Al via alcuni avvicendamenti che interesseranno parrocchie e santuari della Diocesi. Don Giuseppe Bruccoleri è nominato parroco delle parrocchie Matrice-Santuario Maria Santissima del Soccorso, Santa Rita e Santissimo Crocifisso di Castellammare del Golfo. Don Roberto D’Aleo è nominato parroco delle parrocchie di Calatafimi-Segesta. Don Vincenzo Basiricò parroco della parrocchia San Michele Arcangelo in Erice Casa Santa. Don Salvo Morghese parroco della parrocchia San Giovanni Battista a Trapani. Don Christian Collica prende il posto di padre Mario Gatto che ha compiuto 90 anni e diventa parroco in solido della parrocchia San Paolo in Erice Casa Santa. Don Antonino Castelli amministratore parrocchiale della parrocchia San Pietro a Trapani e rettore delle chiese annesse. Don Giovanni D’Angelo rettore del Santuario della Madonna dei Miracoli di Alcamo. Mons. Benedetto Cottone diventa rettore emerito. A Crocci e Chiesanuova le parrocchie vengono affidate a mons. Gaspare Gruppuso, che assume l’incarico di amministratore parrocchiale. A Trapani nelle parrocchie Sacro Cuore di Gesù e Maria SS. Ausiliatrice diventa vicario parrocchiale don Andrea Lombardo. Ad Alcamo nella parrocchia S. Maria di Gesù arrivano fra’ Davide Pintabona e fra’ Gabriele Di Gregorio al posto di fra’ Rufino Di Giorgi e fra’ Salvatore Lo Greco. Alcuni avvicendamenti riguardano anche la Curia Vescovile.
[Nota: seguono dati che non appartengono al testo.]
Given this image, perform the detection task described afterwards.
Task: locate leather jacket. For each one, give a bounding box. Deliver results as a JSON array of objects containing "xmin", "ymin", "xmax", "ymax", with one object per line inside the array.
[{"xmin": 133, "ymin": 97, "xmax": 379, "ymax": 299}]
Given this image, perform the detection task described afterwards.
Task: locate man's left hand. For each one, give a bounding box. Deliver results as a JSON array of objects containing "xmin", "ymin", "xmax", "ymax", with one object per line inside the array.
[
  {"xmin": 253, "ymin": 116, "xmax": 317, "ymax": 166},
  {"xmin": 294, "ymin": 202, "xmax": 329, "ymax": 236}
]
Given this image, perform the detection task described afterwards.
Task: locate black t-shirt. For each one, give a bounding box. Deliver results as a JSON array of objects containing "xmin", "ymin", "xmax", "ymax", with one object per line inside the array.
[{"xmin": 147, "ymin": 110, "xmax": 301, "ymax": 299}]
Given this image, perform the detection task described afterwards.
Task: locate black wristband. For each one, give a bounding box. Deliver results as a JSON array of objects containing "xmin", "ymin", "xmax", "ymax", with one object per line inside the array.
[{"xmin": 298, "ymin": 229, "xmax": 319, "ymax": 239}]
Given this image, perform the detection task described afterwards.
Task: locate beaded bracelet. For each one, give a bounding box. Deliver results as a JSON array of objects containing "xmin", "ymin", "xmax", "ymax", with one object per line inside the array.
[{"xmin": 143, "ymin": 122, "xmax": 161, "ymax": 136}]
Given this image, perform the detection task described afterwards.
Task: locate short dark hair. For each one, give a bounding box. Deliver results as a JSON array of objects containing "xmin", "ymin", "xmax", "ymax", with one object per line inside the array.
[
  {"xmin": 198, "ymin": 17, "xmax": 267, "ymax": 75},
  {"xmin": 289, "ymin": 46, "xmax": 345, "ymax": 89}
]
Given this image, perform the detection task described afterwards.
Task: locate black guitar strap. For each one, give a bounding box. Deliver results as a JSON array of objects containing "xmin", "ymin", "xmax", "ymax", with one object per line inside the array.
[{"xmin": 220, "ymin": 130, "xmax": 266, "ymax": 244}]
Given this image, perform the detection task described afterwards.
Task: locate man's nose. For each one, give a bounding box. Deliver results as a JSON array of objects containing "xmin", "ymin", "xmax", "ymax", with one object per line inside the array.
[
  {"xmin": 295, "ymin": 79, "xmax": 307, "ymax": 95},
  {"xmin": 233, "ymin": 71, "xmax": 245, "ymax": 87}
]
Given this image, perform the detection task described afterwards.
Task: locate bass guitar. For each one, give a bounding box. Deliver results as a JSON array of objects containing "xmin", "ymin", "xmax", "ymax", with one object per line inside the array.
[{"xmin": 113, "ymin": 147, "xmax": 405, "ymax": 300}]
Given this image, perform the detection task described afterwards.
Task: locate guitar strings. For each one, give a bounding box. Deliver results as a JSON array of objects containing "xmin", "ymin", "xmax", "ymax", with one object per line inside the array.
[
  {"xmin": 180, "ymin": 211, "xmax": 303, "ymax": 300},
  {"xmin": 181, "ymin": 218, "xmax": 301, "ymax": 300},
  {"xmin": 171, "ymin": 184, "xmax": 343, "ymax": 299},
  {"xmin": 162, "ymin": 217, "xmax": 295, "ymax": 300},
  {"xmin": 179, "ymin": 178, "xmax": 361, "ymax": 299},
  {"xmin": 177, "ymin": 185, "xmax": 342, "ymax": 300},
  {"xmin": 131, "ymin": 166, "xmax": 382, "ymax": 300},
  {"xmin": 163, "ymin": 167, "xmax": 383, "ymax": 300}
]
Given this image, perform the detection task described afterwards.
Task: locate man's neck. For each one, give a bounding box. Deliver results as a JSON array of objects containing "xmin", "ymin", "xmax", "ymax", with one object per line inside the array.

Mons. Fragnelli ha nominato un secondo vicecancelliere vescovile. Per la prima volta nella storia della Diocesi si tratta di una donna laica, l’avvocatessa Susanna Catalano. Nella Cancelleria vescovile come addetto arriva anche mons. Gaspare Gruppuso. Don Alberto Giardina, impegnato come Direttore dell’Ufficio Liturgico Nazionale e Sottosegretario della Conferenza episcopale italiana, lascia l’Ufficio Liturgico Diocesano: prendono il suo posto come direttore Don Antonino Castelli e come vicedirettore Don Christian Collica. Il vescovo ha anche nominato don Antonello Scano nuovo direttore dell’ufficio missionario che sarà collaborato da Rabat da don Maurizio Piacentino che si trova in Marocco da un anno come prete fidei donum.
Per la Pastorale Giovanile don Antonino Catalano assume l’incarico di condirettore, affiancando don Giuseppe Grignano che è stato nominato responsabile regionale della Pastorale Giovanile. Don Antonino Catalano continua a guidare ad nutum episcopi l’Ufficio Diocesano per l’Insegnamento per la religione Cattolica. Erasmo Miceli, già dirigente scolastico collabora come consulente giuridico. Il vescovo ha ringraziato la dott.ssa Silvia Fonte per il suo servizio nell’ufficio missionario e la professoressa Cettina Giannone per la collaborazione all’Ufficio diocesano per l’insegnamento della Religione Cattolica.